The 2xx code block specifically states:
This class of status code indicates that the client's request was
successfully received, understood, and accepted.
But what if the request was successfully received, understood, and
not
accepted. Surely this is a valid use case - in fact I would suggest that it's
one of the canonical HTML/HTTP use cases. And whilst the specific rules around
acceptance are application specific, the generic concept of 'Request Declined'
is ubiquitous - in 15 years of web development I've never seen an application
that does not support this scenario. And the rules around this are no more
application-specific than the 'Payment Required' example.
It is (IMO) unfortunate that people who are looking to support this as a valid
4xx exception are having to shoe-horn this into the 422 WebDAV extension, but
my suggestion for a new 421 code (421 on the basis that it's between 422, which
is the closest formal code, and 420, which Twitter appropriated and therefore
also made-up) seems to have really upset people, so I'm happy to stand down
on that. (
And in fact, re-reading 422 now, it is basically what I'm looking
for - just would rather it wasn't within the context of a WebDAV submission.
My ideal outcome would be to rewrite the description of 422 in a more
generic sense, and have it adopted as the de facto response in the event of
a request validation error.)
All of which brings me to the real purpose of this post. In researching 422,
I have come across endless discussion around the rights and wrongs of HTTP
code assignments, but not one post or comment on what, to me, is the main
reason for adopting status codes at all (beyond the functioning of the web,
of course) - which is to facilitate testing and analytics, i.e. making it
easier for computers to understand what is going on without having to read HTML.
Status codes are transparent and invisible to end users, but stick out like
a sore thumb in logs, which makes them invaluable for analysis. A log file
that includes nothing but 200s or the occasional 404 provides very little
insight in to what is really going on.
Similarly, having to interrogate the HTML body of a response to understand
whether the HTTP request was "received, understood and accepted" or not is
painful at best, and often misleading.
HTTP status codes aren't there for humans, they are there for non-humans,
whether that be the routing infrastructure (understanding what to cache),
or HTTP clients (understanding what to do next).
And remember, browsers are not the only clients.
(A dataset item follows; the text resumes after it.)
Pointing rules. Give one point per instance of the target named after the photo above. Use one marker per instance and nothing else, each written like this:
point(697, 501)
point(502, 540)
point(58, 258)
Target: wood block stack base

(PS - to everyone who disagrees with me, bear in mind that I do understand
your objections, I just don't agree with them. I'm trying to make the web
more useful, not studying for my Masters.)
[UPDATE]
I found this in the original HTTP 1.1 specification:
HTTP status codes are extensible. HTTP applications are not required to understand the meaning of all registered status codes, though such understanding is obviously desirable. However, applications MUST understand the class of any status code, as indicated by the first digit, and treat any unrecognized response as being equivalent to the x00 status code of that class, with the exception that an unrecognized response MUST NOT be cached. For example, if an unrecognized status code of 431 is received by the client, it can safely assume that there was something wrong with its request and treat the response as if it had received a 400 status code. In such cases, user agents SHOULD present to the user the entity returned with the response, since that entity is likely to include human- readable information which will explain the unusual status.
You can make up your own mind from this (I have).